竜の頭と尾を追跡する3 アナビバゾンのその後(竜は出てきません)
第1回の追記。古代メソポタミアに竜が食を起こす神話は見当たらない、と書いたが、それと同じような神話ならば存在する、という話を見つけた。サラ・キューンの『中世西方キリスト教とイスラームにおける竜』(2011)が引用しているもので、それによると、古代バビロンでは、
「月の28日目は嘆きの日であり、悔悛の祈りがささげられる。というのも、月が視界から消え、数日のあいだは竜の力によって隠されたままだからである。」
この引用はT・M・グリーンの『月神の都市 ハランの宗教伝統』という1992年の著作から採られたものらしい(出版社はブリルだから、ちゃんとした学術書である)。月食ではないが新月ということで、同じように月が見えなくなる現象だから、観念の起源もふくめて、何らかの関連性があると考えるのには説得力がある。そこで、とりいそぎGoogle書籍検索で確認してみたところ、確かにそのような文言はあったが*1、どういうわけか、この情報の出典はどこにも明記されていなかった。
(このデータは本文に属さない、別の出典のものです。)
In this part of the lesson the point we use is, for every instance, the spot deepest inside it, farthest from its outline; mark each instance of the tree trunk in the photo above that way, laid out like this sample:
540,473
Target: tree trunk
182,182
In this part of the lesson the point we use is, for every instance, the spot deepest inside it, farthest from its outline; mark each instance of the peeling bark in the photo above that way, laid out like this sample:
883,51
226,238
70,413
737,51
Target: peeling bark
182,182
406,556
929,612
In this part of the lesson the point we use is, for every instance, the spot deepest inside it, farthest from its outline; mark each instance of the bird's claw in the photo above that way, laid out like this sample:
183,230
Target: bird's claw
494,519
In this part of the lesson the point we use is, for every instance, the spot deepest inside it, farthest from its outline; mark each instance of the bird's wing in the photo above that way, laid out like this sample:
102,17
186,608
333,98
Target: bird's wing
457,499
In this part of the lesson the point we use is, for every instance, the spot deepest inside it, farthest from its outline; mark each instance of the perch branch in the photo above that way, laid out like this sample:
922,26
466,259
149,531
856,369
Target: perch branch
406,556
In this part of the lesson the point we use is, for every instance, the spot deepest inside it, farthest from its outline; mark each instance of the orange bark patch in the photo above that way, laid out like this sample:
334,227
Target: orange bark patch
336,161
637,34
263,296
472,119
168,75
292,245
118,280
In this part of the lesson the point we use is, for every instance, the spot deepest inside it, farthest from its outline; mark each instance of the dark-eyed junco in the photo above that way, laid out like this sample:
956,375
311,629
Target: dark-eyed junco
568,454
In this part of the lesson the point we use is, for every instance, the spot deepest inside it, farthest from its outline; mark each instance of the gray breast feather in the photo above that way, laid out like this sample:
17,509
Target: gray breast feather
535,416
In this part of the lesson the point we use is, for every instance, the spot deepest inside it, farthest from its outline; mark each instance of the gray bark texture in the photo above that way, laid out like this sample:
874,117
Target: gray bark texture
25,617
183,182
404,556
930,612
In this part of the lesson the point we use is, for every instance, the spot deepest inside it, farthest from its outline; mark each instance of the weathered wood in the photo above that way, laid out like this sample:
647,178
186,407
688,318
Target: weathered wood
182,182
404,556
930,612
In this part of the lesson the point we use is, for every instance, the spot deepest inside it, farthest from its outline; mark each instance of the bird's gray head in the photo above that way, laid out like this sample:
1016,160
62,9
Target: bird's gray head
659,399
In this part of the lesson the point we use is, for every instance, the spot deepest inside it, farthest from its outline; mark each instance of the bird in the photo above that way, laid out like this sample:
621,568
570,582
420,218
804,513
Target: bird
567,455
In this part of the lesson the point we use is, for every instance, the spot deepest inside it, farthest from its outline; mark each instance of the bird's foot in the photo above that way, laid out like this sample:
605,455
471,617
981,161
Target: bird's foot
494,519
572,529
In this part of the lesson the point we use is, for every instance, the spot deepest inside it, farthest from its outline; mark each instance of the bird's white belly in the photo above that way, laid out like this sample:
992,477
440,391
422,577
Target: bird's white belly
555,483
ミトラス教研究者のロジャー・ベックも、古代メソポタミアにおける食の神話と竜の神話について、有名なアッシリア学者W・G・ランバートの協力を得て調査したらしい。それによると、これまで色々な学者が出してきた仮説を検討した結果、はっきりとしたものは一つも現存していない、ということになったという*2。このことを踏まえると、『月神の都市』の記述は何らかの勇み足ではないかと思われるが、どうだろうか。
前回見てきたように、古代末期の中東では、一部でアナビバゾンが疑似惑星化・悪魔化されていた。その一方で「アナビバゾン」という用語自体もある程度は継承されており、『ギリシア語占星術関係写本目録』を見ると、ビザンツ時代の天文学・占星術でもこの言葉が使われていたことがわかる。また、ラテン語圏(西ヨーロッパ)でも、それほど広まったわけではないが、いちおうアナビバゾンという用語が使われていた痕跡はある。ただ、ギリシア語圏は後で見るとして、ラテン語圏では、基本的には天球上の純粋な点として扱われていたようである。ここでは、ラテン中世まで読み継がれた文献のなかのアナビバゾンについてみてみる。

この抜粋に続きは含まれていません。